Harold tressauta et regarda sa fille avec stupeur, avec épouvante.

Fière, majestueuse, Violette attendait que son père se prononçât définitivement.

Elle le vit pâlir et rougir tour à tour.

Elle vit ses traits se contracter ses poings se crisper, ses lèvres s’agiter en des imprécations qu’elles ne prononcèrent pas.

Un instant, elle se prépara à soutenir la tempête furieuse contre laquelle elle s’était déjà débattue.

Mais rien ne survint de ce qu’elle avait redouté.

Harold, par nous ne savons quel prodige, conserva son sang-froid, ou mieux, il calma l’orage qui commençait à gronder au dedans de lui-même.

Mais sa voix frémissait quand il dit :

— Violette prends garde de t’abuser ! Tu ne sembles pas voir le gouffre qui vous sépare toi et Marion.

— Quel gouffre ? demanda Violette qui comprenait très bien, mais qui voulait avoir le temps de préparer sa réponse.

— Je veux parler de vos croyances religieuses.

— Le gouffre n’existe plus, père, répondit Violette d’une voix assurée.

— Il n’existe plus !… répéta Harold stupéfait, étourdi.
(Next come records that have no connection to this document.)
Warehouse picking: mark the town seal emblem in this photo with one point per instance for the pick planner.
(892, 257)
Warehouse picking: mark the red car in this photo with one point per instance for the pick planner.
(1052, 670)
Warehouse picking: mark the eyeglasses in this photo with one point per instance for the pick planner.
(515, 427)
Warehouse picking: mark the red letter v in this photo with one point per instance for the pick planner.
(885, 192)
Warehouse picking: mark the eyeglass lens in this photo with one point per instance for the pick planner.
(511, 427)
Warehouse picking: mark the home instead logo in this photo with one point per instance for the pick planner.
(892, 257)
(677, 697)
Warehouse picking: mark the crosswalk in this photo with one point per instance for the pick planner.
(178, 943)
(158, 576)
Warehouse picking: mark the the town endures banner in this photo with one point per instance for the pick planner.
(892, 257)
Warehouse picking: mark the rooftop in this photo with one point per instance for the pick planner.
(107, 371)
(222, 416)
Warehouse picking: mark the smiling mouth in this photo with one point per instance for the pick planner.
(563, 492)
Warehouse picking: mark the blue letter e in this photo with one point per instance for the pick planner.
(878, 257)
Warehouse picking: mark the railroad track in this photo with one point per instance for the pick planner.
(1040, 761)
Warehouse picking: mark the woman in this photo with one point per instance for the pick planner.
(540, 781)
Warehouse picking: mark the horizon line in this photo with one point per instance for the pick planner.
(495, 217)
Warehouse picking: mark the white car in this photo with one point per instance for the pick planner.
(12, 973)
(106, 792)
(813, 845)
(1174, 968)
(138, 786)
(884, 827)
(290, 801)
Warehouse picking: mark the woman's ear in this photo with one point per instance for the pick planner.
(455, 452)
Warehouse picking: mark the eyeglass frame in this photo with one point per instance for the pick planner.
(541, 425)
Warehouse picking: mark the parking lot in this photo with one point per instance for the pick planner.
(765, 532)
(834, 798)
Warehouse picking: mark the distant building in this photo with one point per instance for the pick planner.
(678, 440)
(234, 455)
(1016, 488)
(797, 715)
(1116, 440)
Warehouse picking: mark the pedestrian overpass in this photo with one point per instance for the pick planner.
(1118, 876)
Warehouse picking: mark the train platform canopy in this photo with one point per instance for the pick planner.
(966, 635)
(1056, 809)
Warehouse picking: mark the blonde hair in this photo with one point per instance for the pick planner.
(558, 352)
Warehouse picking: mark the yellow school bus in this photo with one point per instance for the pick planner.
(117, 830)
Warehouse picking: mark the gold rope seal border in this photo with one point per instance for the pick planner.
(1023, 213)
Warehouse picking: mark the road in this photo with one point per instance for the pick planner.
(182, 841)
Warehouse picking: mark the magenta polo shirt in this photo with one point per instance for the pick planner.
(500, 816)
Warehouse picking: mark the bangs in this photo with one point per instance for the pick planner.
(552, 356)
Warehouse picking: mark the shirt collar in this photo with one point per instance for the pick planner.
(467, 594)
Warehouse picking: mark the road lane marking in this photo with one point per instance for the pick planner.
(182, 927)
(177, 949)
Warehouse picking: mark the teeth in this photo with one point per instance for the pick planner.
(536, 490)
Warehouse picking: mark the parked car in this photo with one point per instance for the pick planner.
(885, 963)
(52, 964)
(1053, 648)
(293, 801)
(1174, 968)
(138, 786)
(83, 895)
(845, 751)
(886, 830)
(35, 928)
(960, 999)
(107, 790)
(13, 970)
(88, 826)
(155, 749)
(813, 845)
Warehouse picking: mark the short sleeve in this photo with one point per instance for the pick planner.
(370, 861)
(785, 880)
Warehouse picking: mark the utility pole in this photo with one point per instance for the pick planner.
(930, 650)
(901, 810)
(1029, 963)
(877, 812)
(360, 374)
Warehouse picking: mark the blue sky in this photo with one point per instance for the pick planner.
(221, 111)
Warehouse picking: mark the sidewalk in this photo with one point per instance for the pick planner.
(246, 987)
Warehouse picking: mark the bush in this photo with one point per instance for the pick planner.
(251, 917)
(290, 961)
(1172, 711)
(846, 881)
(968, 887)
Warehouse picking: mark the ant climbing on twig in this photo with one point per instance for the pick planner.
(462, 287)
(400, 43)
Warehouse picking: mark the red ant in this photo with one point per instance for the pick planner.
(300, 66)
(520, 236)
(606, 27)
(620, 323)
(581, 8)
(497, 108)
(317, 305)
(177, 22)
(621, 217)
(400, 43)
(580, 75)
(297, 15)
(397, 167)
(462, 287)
Allons donc ! ajouta-t-il en ricanant, il est impossible que Marion ait renié la foi de ses ancêtres ?

— Père, répliqua Violette, sur un ton convaincu en reniant la foi de ses ancêtres Jules renie la vérité

— Alors… c’est toi… haleta Harold.

— C’est moi qui ai quitté l’erreur pour aller à la vérité.

— Violette, tais-toi ! tonna la voix retentissante de Harold.

— Père, continua Violette sur un ton grave, depuis un an je suis catholique par les aspirations de l’âme ; depuis un mois, je le suis par le baptême !

— Malheureuse !

Avec cette parole qu’il jeta comme un râle, Harold Spalding se laissa choir dans un fauteuil pour demeurer livide et presque pantelant.